|Hyundai Motor headquarters in Yangjae-dong, Seoul / Yonhap|
By Nam Hyun-woo
The Korea Corporate Governance Service (KCGS), the country's leading proxy advisor, has decided to side with Hyundai Motor over the company's proposed dividend policy and the appointment of independent board members, it said Wednesday.
The KCGS is the latest in a growing chorus of investor advisers here and abroad, which have recommended Hyundai Motor shareholders to vote for the company's plan of paying 3,000 per common share, and oppose U.S. hedge fund Elliott's demand for the company to pay 21,967 won per share during the automaker's March 22 shareholders' meeting.
Four other advisors ― Institutional Shareholder Services, Glass Lewis, Sustinvest, and the Daishin Economic Research Institute ― are also backing Hyundai.
In its report, KCGS urged shareholders to "not use their rights" on Elliott's demand, saying the "dividend is appropriate when it is paid at a stable pace on the basis of long term policies, and Hyundai Motor's proposal is in accordance with this."

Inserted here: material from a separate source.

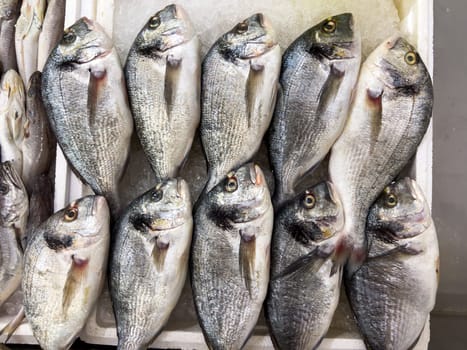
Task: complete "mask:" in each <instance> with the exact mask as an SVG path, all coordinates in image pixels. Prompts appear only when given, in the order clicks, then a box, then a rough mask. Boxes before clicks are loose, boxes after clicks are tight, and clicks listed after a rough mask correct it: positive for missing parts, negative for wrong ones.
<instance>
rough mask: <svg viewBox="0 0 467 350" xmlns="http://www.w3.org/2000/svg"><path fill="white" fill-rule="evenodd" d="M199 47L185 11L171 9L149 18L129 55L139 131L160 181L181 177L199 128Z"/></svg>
mask: <svg viewBox="0 0 467 350" xmlns="http://www.w3.org/2000/svg"><path fill="white" fill-rule="evenodd" d="M199 45H200V44H199V39H198V36H197V34H196V32H195V30H194V28H193V25H192V24H191V21H190V19H189V17H188V15H187V14H186V12H185V11H184V10H183V8H181V7H180V6H178V5H169V6H167V7H165V8H164V9H163V10H161V11H159V12H157V13H156V14H155V15H154V16H152V17H151V18H150V19H149V21H148V22H147V23H146V24H145V26H144V27H143V29H142V30H141V31H140V32H139V34H138V36H137V37H136V39H135V41H134V43H133V46H132V47H131V49H130V52H129V54H128V58H127V61H126V65H125V76H126V80H127V82H128V84H127V85H128V95H129V97H130V105H131V109H132V112H133V117H134V120H135V127H136V131H137V133H138V137H139V139H140V141H141V145H142V147H143V149H144V151H145V153H146V155H147V157H148V160H149V163H150V164H151V167H152V169H153V171H154V173H155V176H156V179H157V180H158V181H162V180H163V179H167V178H172V177H175V176H177V174H178V170H179V168H180V166H181V165H182V163H183V161H184V159H185V158H186V157H187V154H188V152H189V150H190V148H191V144H192V142H193V138H194V135H195V131H196V128H197V127H198V124H199V119H200V104H199V98H200V97H199V96H200V72H201V58H200V47H199Z"/></svg>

Elliott's demand would force Hyundai Motor and its affiliate Hyundai Mobis to return 7 trillion won ($6.2 billion) to shareholders through special dividends, which is more than 4 times Hyundai Motor's net profit of 1.65 trillion won. Elliott has also demanded Hyundai Mobis to pay 26,399 won per common share.

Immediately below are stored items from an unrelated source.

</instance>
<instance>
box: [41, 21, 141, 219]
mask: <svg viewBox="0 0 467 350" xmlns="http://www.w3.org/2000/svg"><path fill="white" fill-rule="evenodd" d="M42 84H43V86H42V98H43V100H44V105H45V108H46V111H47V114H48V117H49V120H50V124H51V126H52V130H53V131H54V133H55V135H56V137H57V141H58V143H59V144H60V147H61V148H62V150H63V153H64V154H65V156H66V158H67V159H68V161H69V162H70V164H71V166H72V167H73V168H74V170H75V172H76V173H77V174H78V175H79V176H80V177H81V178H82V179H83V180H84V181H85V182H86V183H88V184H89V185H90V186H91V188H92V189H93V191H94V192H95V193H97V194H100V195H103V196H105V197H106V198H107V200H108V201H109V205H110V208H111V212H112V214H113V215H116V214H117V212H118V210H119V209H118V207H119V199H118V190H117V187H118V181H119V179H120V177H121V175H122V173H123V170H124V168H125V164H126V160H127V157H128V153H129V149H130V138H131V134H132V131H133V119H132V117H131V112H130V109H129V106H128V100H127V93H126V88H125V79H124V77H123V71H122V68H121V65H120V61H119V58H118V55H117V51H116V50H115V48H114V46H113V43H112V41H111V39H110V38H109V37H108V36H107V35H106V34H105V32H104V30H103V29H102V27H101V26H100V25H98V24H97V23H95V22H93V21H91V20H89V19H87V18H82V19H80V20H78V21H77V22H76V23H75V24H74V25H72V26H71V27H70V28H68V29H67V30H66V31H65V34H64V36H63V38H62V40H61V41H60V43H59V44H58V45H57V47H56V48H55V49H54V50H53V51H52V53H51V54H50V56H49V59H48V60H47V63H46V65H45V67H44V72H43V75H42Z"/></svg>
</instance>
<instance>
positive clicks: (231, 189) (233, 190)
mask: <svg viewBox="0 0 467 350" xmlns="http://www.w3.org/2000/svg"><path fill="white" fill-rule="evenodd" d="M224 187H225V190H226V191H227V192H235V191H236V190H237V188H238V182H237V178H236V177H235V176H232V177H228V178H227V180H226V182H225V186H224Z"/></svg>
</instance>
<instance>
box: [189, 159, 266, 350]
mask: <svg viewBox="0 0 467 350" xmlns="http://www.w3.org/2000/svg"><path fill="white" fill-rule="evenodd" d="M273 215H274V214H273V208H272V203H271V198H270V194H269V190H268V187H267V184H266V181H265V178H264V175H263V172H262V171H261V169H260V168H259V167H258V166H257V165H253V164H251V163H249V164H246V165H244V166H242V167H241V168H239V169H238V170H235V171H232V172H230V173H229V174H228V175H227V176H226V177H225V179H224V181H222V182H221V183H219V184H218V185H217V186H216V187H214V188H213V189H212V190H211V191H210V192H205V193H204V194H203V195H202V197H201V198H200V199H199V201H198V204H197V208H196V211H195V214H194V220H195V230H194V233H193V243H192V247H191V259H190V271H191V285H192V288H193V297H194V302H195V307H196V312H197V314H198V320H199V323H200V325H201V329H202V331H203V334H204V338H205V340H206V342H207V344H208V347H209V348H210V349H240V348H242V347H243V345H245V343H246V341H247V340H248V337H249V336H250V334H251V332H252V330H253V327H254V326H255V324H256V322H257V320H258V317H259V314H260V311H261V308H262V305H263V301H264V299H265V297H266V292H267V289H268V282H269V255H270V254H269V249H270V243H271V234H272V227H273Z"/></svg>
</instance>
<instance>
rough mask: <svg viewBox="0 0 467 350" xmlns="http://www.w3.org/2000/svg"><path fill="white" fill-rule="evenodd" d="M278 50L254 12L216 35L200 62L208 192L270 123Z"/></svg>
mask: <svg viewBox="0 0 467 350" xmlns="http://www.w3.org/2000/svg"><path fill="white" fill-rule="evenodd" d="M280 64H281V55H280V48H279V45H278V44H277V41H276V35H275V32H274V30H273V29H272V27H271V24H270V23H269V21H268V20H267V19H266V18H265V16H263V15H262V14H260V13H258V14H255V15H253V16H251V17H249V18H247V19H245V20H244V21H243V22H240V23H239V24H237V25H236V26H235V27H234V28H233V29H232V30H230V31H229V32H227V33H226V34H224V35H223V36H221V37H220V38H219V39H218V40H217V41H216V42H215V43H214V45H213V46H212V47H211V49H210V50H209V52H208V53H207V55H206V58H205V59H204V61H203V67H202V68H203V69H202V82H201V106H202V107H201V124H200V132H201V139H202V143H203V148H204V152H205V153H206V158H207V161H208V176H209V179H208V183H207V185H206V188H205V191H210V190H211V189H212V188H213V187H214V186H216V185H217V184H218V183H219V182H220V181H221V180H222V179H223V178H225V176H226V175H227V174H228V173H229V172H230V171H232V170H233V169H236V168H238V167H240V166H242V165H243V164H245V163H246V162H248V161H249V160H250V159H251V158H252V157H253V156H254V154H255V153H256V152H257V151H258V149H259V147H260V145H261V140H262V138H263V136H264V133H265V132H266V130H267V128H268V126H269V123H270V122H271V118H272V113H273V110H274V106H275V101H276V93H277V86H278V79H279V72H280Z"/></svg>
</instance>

Proxy advisors cited this as the grounds for their opposing opinion on Elliott's demand. Both Sustinvest and Daishin Economic Research Institute said the dividend Elliott demanded was "excessive" and would likely "undermine the company's mid- and long-term value." Institutional Shareholder Services and Glass Lewis also cited similar reasons for their siding with Hyundai.
"Major proxy advisors in and outside of Korea have all supported Hyundai Motor's proposed dividend policy," a Hyundai Motor Group official said. "It seems they have highly evaluated the virtuous cycle of the company's sustainability improving shareholders' value."
Over naming three independent board members, the advisors showed mixed response, with Institutional Shareholder Services alone recommending two Elliott candidates.